Thursday, April 18, 2024


Racial gap is still huge in America…

August 3, 2009 by  
Filed under News, Weekly Columns

(Akiit.com) One day, America will truly free itself of the chains of its racist past. But this country is a long way from the “post-racial era” that some proclaimed after the election of Barack Obama as the first African American U.S. president.

Even Obama acknowledged that in his speech last month in New York to the NAACP. Speakers at the National Urban League conference last week in Chicago agreed.

The issue of race also made national headlines in July when Harvard Professor Henry Louis Gates Jr. returned to his Cambridge, Mass., home from China. Police responding to a break-in call treated the African-American studies scholar as a suspect, arresting him at his home. It shouldn’t have happened, but race and the negatives blacks live with overrule reason.

The National Urban League in its book “The State of Black America 2009: Message to the President” describes the injustice and indignities that African Americans face:

“Ironically, even as an African-American man holds the highest office in the country, African Americans remain twice as likely as whites to be unemployed, three times more likely to live in poverty and more than six times as likely to be incarcerated.”

Overall, the Urban League’s annual Equality Index measuring the economic, health, education, social justice and civic engagement status of blacks compared with whites fell from 2008 to 2009.

The Urban League book notes that if education is a way out of poverty and other disparities, black people have found that pathway nearly bricked shut. More than 55 years has passed since the Brown vs. Topeka Board of Education Supreme Court decision ending legal segregation. Yet, nearly half of the black students and nearly 40 percent of the Latino students compared with 11 percent of the white students “attend high schools in which graduation is not the norm.”

“In too many ways, by too many measures, we appear to be even further away from realizing the full promise of education” than just after the Brown ruling, the book says.

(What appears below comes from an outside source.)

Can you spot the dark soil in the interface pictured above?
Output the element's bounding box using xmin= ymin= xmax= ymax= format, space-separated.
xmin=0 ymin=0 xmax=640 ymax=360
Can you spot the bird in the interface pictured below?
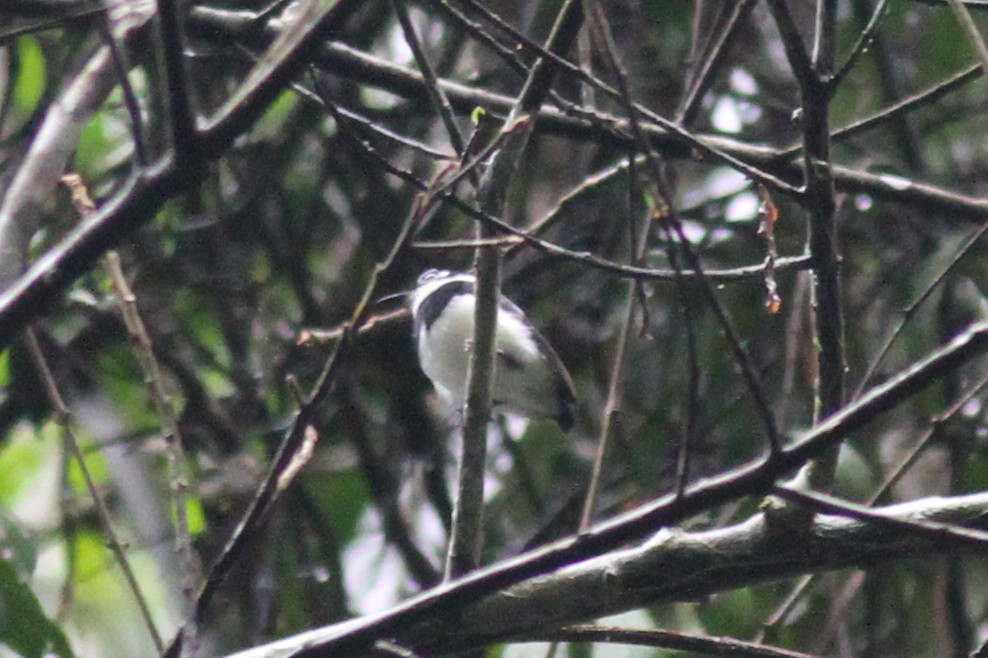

Each year more than 1 million kids leave school without graduating.

“Their failure to graduate has long lasting individual, community and nationally adverse consequences,” the book notes. “Dropouts from the class of 2008 alone will cost the United States almost $319 billion in lost wages over their lifetime.”

In 1964, a dropout earned 64 cents for every dollar made by those with at least a high school diploma. In 2004, the dropout earned only 37 cents for every dollar made by the high school graduate.

It is an American problem. But black families will hurt more. The black median income in 2009 was only $33,916 compared with whites’ $52,115. The homeownership rate in 2009 for blacks was 47.2 percent compared with 75.2 percent for whites.

The Urban League book also reported that average black families have a net worth that is 10 percent of white families’.

“Almost 30 percent of black families have zero or negative net worth,” the book noted. “And far fewer blacks than whites benefit from inherited wealth or assets.”

It affects how people view blacks and how blacks fare in education, jobs, housing, health and run-ins with police. Rather than a fair shake, continued poor treatment is the outcome.

What’s clear is that education and wealth accumulation have to be the new paths in the 21st century civil rights march for blacks. They’re the way out of poverty, racial profiling, inequities and despair.

Obama’s words to the NAACP offer guidance.

“We need a new mindset, a new set of attitudes – because one of the most durable and destructive legacies of discrimination is the way we’ve internalized a sense of limitation; how so many in our community have come to expect so little from the world and from themselves…. No one has written your destiny for you. Your destiny is in your hands – you cannot forget that. That’s what we have to teach all of our children. No excuses.”

My hope is progress occurs and a post-racial era becomes a reality in our lifetime.